Growing crops, gardens and communities with micronutrients

Micronutrients are powerful, and they have more of an impact on your life than you might realize. They are capable of turning poor soil into rich crops, nourishing the world’s population and even revitalizing cities.
A revolution is taking place in agriculture. The rising world population is reducing the amount of arable land for food production, making it necessary to find ways to cultivate poor soils. Growing crops in these challenging conditions is stimulating the demand for chelated micronutrients, which deliver essential metals and nutrients to plants.
But enriching poor agricultural soils is just the beginning of the story of micronutrients, which are particularly essential in hydroponic and soilless systems.

Hydroponics and urban growing are taking off

Because micronutrients are usually supplied to the crops in a liquid solution, they are also helping to fuel a growing trend towards hydroponics, or completely soilless culture. Hydroponics is already widely used in commercial greenhouses for growing crops such as tomatoes, cucumbers, strawberries and roses. It is also at the forefront of the social trend towards urban farming and the development of urban green spaces, such as vertical gardens.
Micronutrients are powerful, and they have more of an impact on your life than you might realize. Not only are they capable of nourishing the crops you consume, but they are also able to help revitalize cities.
Like in Quito, Ecuador, during the Habitat III Conference on Housing and Sustainable Urban Development, where a showcase took place to make the local people’s lives more liveable and inspiring. A vertical garden was created, using a hydroponic system and our micronutrients, to transform a bleak expanse of concrete into a colorful and more attractive space.
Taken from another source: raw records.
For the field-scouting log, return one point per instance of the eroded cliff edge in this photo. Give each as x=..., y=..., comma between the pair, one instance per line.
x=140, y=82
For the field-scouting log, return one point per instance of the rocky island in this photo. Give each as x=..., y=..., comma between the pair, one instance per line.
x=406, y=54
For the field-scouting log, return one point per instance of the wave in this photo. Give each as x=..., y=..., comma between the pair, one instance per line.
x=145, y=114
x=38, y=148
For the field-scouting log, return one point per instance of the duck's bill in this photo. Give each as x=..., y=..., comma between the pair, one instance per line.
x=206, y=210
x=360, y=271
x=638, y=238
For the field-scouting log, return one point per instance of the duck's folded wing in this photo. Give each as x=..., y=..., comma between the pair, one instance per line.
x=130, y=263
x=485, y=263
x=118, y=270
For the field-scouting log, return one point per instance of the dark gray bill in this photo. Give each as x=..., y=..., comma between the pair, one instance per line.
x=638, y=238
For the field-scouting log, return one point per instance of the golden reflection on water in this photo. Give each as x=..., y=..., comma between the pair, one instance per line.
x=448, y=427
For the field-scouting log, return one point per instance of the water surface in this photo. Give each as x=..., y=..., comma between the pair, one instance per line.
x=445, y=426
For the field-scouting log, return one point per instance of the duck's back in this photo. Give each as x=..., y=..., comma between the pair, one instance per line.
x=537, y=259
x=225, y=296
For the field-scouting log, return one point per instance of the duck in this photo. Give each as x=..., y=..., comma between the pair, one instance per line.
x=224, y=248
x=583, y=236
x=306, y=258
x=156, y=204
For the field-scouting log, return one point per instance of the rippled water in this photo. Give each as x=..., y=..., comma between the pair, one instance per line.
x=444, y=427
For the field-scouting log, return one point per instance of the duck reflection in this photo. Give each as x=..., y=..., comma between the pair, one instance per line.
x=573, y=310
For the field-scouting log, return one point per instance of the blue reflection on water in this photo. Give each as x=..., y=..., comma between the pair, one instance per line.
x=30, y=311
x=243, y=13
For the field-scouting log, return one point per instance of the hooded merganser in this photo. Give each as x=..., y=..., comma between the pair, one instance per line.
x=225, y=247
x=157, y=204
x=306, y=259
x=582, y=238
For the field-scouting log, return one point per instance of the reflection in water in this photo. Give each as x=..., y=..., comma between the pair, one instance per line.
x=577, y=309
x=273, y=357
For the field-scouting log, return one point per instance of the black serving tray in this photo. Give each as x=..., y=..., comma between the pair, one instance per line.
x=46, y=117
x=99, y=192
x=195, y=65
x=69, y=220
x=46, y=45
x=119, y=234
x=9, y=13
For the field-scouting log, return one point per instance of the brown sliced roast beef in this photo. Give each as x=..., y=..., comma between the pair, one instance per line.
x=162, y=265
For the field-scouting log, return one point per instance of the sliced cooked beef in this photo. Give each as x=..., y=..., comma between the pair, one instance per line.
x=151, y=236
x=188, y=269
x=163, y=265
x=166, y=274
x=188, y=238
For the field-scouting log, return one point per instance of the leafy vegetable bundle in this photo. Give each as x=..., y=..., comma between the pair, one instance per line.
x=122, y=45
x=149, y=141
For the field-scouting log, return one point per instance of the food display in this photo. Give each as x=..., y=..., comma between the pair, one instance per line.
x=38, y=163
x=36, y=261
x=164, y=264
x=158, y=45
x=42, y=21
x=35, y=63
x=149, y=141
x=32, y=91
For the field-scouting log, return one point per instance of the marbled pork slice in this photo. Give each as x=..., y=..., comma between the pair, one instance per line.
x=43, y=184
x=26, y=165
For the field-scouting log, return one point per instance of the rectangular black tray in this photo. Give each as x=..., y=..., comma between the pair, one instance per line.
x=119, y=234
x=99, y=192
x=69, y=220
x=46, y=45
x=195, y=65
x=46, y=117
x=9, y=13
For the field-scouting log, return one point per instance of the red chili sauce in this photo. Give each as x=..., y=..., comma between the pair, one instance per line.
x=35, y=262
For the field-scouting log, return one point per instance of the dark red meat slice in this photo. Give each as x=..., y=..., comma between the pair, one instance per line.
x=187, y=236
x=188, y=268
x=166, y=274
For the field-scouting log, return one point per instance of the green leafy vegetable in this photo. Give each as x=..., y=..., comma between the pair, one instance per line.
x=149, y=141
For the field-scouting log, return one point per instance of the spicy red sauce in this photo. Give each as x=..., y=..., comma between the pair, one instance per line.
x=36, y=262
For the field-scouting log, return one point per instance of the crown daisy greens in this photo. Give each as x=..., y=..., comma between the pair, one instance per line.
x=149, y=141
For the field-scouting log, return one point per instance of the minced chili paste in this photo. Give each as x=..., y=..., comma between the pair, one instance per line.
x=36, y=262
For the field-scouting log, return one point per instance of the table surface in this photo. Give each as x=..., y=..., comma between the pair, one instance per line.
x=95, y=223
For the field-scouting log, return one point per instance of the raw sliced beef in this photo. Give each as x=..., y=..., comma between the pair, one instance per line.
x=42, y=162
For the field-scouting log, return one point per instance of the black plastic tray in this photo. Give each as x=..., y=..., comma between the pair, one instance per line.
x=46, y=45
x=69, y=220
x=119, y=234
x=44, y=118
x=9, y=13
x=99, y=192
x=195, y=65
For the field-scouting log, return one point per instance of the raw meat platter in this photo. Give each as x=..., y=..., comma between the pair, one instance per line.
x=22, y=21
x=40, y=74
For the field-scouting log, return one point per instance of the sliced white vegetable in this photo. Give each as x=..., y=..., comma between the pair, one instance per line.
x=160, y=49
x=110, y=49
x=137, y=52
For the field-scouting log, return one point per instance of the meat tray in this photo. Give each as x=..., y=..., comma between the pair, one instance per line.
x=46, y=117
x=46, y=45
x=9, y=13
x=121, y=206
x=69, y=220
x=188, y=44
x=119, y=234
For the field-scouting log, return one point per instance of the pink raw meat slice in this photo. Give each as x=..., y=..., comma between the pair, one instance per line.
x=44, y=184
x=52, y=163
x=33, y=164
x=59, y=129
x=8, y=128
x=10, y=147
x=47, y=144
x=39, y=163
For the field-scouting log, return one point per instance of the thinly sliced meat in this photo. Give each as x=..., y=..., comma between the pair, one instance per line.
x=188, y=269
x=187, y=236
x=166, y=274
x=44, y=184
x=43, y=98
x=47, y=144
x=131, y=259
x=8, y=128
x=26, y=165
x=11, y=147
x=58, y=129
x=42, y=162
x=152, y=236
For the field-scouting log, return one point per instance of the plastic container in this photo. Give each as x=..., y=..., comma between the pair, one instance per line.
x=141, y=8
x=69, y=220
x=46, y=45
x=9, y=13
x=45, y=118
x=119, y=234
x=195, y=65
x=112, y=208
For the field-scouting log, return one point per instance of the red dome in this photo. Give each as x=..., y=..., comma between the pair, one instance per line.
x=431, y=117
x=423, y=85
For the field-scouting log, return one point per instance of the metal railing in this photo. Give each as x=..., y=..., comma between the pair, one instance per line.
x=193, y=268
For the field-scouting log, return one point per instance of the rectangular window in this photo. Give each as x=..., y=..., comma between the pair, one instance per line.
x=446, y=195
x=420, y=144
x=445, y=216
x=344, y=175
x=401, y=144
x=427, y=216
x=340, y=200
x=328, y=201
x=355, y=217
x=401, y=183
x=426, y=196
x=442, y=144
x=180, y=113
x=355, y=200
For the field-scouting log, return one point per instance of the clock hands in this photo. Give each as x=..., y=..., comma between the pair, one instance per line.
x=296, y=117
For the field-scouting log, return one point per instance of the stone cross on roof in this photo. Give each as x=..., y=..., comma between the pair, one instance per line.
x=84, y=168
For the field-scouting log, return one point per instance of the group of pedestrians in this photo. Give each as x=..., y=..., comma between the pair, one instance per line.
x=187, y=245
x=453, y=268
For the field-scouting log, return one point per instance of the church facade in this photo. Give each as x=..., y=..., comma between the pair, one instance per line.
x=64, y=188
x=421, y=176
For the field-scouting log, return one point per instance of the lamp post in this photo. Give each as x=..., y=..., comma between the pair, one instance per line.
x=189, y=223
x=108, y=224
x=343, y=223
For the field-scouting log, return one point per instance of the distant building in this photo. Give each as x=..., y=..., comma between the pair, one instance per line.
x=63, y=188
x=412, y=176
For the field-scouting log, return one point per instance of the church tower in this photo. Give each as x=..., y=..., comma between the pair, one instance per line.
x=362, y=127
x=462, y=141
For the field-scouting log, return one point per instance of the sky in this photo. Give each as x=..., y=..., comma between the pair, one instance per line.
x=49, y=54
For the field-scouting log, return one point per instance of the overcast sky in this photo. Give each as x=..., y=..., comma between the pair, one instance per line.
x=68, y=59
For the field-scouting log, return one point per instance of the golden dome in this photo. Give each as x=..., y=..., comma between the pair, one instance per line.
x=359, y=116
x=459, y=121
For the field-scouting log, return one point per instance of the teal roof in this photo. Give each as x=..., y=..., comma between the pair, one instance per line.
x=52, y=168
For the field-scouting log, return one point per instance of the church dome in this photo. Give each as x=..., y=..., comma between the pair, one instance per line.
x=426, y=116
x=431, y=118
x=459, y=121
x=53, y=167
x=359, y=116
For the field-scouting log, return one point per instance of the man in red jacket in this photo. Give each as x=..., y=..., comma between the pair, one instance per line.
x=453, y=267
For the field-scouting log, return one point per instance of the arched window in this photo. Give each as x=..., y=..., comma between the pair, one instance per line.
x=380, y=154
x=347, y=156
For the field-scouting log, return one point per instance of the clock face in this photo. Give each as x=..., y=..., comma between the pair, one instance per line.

How do micronutrients work?

Micronutrients deliver essential nutrients to plants in a liquid solution. Plants require 15 essential elements to grow. The three main ones – oxygen, carbon and hydrogen – are absorbed from the atmosphere, while the others are taken up through the roots. Six of those – iron, zinc, manganese, copper, boron and molybdenum – are referred to as trace elements, since they are required only in small quantities. Fertilizers based on these trace elements are called micronutrients.
At the core of a micronutrient system are chelating agents, claw-like organic molecular structures that can tightly “grip” the metal ions. Metal chelates are soluble in water and are readily absorbed by plants, making them the method of choice for delivering trace elements to plants.
Choosing the correct chelate is important, as in the case of iron chelates. When pH values exceed a certain amount, other metals like calcium and copper replace the iron ion bound to the chelate. The iron ions that are displaced from the chelate are not soluble at higher pH levels and precipitate into a form that plants cannot use. That’s why the choice of chelates is critical – to ensure the right delivery of micronutrients to the crop.

Preparing for the future

AkzoNobel is currently the market leader in micronutrients. We have been raising our capacity to keep pace with the market, which analysts say is growing at around 5% per year. The company has just announced a further investment of more than €10 million to expand capacity for high-performance iron chelates at its plant in Kvarntorp, Sweden. The company also has micronutrients plants in the Netherlands and the US.
As well as supporting growth in the market, our focus on micronutrients underlines our commitment to sustainability and our Human Cities initiative by helping to increase agricultural yields in regions with poor soil conditions while also supporting the growing trend towards hydroponic agriculture and urban farming.